PRIZE PUZZLE FOR DECEMBER 2008
A CUBE OF CUBES
If you pack together a lot of cubes, all the same size, to make another cube you get something like the diagram shown. You can see most of the cubes in the pack and if you are allowed to turn it round you can see even more. But there are some you can't see. The diagram shows a cube of cubes of order 4. The number of cubes in the pack is therefore 4 x 4 x 4 which comes to 64. But you can only see 56, the other eight are hidden by the edge cubes. Those inner eight that you can't see form another cube of cubes, this time of order 2 (2 x 2 x 2 = 8).
A cube of cubes of order 3 would make 26 cubes you could see on the outside and one cube inside that you can't see, and an order 2 cube of cubes, of course, leaves none that you can't see.
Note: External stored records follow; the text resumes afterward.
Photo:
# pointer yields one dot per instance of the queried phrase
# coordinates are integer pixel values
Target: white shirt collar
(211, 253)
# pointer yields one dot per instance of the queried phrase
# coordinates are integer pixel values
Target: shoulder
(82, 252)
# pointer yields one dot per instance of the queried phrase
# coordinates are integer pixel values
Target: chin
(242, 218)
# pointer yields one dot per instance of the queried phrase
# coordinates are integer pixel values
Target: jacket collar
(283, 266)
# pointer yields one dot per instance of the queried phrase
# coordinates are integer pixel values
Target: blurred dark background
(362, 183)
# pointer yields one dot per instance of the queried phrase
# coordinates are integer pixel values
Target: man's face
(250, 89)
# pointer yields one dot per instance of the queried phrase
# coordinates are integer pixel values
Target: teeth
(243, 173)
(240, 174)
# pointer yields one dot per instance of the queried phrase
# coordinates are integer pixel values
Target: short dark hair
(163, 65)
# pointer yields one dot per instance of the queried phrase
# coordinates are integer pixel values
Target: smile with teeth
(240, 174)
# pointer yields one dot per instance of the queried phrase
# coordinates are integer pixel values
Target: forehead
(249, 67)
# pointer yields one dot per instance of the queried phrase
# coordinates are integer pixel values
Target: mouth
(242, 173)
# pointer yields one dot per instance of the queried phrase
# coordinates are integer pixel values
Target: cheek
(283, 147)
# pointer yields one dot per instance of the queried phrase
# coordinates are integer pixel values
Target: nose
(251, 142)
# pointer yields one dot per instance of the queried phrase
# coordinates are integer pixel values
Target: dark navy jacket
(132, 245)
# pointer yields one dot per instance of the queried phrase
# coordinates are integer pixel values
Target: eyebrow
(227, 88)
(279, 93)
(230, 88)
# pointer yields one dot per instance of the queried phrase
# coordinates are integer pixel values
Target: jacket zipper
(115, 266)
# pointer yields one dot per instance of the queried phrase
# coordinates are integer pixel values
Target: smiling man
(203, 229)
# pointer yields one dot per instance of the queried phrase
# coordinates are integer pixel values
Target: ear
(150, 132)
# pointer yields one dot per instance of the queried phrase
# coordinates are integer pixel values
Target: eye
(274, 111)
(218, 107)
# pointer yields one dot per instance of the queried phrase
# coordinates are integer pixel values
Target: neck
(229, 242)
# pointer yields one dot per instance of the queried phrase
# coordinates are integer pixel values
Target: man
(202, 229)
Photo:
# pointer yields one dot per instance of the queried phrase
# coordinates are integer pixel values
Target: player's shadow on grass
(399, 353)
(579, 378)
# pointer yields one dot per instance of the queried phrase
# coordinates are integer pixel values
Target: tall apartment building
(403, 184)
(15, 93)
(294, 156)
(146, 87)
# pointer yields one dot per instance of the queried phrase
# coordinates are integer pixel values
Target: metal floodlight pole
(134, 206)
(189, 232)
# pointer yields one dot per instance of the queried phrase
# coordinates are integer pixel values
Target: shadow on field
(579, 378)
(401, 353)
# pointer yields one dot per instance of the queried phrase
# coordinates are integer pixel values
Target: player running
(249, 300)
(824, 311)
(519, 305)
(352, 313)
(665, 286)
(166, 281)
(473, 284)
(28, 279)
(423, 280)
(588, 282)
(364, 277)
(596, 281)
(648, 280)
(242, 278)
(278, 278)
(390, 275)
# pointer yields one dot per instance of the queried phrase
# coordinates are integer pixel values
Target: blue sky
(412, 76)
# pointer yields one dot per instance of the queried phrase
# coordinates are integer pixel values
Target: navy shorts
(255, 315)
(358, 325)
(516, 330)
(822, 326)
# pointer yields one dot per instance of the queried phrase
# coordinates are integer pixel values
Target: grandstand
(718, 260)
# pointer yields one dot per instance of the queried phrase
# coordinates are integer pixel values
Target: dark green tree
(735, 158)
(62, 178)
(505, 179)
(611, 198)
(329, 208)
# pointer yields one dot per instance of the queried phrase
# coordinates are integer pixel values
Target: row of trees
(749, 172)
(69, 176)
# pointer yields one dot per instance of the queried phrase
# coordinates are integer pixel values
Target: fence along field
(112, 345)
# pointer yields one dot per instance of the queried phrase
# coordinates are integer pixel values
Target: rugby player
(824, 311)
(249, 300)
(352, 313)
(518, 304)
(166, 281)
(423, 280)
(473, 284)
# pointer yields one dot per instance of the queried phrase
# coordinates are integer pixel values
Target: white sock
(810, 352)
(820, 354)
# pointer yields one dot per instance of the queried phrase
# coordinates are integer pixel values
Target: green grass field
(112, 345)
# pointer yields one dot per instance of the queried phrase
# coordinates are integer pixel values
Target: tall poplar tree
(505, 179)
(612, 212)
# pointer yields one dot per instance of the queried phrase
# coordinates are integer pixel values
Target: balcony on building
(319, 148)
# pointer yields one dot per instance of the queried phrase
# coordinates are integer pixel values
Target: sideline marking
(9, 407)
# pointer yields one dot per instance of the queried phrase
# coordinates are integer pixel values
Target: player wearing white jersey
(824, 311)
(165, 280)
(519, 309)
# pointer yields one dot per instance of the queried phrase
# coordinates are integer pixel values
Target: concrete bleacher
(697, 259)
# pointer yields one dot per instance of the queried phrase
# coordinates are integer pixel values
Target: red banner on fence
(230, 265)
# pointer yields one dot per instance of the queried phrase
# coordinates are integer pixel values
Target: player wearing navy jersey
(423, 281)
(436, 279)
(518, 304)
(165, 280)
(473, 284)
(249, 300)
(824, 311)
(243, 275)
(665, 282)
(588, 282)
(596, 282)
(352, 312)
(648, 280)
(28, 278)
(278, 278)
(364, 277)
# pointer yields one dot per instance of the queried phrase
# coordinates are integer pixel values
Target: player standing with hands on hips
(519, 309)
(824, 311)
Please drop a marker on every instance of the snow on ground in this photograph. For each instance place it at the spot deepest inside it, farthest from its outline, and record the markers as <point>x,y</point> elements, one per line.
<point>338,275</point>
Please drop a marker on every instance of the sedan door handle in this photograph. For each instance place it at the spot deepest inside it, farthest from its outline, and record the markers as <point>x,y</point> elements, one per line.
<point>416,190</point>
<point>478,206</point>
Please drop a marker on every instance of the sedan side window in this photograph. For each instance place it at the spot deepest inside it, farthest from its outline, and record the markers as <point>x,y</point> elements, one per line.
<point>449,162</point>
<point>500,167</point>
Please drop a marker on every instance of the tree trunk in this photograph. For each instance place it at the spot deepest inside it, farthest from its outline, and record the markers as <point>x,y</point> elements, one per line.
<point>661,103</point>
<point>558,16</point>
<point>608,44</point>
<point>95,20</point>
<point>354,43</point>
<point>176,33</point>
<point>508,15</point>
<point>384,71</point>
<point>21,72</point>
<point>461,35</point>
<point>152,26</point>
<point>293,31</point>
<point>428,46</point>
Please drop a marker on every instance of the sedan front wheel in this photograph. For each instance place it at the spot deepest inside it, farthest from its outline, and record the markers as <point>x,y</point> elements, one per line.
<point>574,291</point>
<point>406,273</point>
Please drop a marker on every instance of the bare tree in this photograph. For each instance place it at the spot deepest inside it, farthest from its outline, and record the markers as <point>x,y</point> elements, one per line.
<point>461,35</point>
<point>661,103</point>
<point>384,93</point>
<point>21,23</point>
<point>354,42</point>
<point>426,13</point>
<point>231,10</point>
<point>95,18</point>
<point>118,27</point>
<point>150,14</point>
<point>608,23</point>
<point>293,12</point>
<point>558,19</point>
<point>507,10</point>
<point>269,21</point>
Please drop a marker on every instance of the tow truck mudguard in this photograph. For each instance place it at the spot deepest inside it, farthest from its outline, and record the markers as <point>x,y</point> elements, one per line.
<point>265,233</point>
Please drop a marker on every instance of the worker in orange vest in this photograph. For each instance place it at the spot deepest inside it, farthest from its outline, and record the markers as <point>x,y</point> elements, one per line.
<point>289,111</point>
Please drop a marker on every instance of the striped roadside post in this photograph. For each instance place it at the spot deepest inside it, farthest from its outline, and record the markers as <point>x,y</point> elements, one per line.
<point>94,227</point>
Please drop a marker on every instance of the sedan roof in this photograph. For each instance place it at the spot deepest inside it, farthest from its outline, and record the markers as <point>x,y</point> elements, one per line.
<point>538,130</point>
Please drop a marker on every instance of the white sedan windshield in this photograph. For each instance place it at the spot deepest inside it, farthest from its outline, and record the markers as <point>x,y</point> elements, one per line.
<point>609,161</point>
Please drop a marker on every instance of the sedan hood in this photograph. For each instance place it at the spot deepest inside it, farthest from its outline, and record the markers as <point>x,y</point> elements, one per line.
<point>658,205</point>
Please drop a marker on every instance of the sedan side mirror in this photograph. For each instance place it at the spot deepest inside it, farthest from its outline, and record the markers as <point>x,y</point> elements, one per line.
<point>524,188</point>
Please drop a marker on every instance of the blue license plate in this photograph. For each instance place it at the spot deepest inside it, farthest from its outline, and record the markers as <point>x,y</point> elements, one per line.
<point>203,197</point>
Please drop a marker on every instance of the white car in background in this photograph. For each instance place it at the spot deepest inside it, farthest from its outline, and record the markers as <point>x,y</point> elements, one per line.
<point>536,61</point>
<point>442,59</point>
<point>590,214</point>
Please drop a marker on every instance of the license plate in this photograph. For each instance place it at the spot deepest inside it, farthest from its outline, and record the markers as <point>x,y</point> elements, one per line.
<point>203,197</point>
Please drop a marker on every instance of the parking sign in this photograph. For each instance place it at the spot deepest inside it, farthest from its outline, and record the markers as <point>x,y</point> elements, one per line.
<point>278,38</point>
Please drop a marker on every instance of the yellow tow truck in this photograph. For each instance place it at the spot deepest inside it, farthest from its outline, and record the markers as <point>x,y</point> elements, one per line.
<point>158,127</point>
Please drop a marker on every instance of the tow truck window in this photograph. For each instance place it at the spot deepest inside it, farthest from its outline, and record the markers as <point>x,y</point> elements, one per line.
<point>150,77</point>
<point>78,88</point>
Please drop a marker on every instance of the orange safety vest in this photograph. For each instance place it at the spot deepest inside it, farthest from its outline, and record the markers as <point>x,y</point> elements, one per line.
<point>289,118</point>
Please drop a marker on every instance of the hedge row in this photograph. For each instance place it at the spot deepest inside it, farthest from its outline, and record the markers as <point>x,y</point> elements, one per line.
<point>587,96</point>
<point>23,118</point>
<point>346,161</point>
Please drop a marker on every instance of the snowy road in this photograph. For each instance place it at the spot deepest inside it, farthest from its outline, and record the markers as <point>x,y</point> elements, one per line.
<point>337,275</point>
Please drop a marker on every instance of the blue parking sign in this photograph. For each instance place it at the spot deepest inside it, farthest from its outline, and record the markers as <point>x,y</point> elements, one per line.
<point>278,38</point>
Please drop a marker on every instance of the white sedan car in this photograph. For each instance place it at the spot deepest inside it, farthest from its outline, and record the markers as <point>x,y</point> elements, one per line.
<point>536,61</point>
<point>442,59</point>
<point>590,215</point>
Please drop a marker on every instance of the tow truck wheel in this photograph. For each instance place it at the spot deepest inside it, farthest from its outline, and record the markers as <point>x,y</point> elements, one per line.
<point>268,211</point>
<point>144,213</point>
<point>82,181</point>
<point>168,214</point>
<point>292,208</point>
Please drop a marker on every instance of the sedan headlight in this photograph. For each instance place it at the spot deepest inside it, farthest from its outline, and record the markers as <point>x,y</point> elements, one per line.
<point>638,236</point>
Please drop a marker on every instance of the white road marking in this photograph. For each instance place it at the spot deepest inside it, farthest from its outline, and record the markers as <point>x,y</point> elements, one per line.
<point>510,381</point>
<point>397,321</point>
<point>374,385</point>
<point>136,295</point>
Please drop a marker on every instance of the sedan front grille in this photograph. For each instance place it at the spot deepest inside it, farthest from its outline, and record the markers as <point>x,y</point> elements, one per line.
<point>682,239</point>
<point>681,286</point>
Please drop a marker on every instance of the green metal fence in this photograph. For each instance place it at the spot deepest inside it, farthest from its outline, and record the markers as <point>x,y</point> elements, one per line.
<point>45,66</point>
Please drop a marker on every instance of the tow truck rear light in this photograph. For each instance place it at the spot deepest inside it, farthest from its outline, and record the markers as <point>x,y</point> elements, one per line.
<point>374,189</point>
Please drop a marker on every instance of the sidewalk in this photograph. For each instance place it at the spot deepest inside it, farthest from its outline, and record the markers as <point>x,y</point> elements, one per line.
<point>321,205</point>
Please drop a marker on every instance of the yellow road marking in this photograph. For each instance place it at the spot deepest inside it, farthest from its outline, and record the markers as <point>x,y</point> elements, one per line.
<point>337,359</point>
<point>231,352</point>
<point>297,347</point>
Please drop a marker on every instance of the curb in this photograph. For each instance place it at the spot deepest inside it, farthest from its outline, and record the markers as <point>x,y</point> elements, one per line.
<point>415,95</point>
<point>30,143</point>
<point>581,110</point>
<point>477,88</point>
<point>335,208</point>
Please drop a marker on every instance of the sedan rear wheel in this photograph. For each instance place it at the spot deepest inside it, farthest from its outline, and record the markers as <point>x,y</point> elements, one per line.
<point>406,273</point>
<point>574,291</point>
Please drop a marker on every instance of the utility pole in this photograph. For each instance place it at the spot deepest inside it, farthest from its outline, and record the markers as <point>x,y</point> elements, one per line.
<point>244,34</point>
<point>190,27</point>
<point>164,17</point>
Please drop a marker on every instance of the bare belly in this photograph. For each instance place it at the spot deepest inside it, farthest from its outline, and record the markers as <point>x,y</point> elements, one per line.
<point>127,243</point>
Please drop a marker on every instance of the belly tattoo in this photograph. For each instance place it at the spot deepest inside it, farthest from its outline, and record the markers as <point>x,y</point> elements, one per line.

The problem this month is to find the order of a cube of cubes that is the smallest order where the number of cubes you cannot see is larger than the number of cubes you can see on the outside.
The answer is 10 -- a cube of 1000 small cubes. Those that cannot be seen is 8x8x8 = 512 which is larger than the number you can see, 1000-512 = 480. The answer 9 would be 9x9x9 = 729 total, 7x7x7 = 343 not visible, 729-343 = 386 visible, which does not satisfy the conditions so 10 is the answer.
I received only two answers. They were from Richard Birkhill and John Stafford. If I have missed out anybody, please let me know and a draw will take place for the book token prize. Otherwise, no prize this month.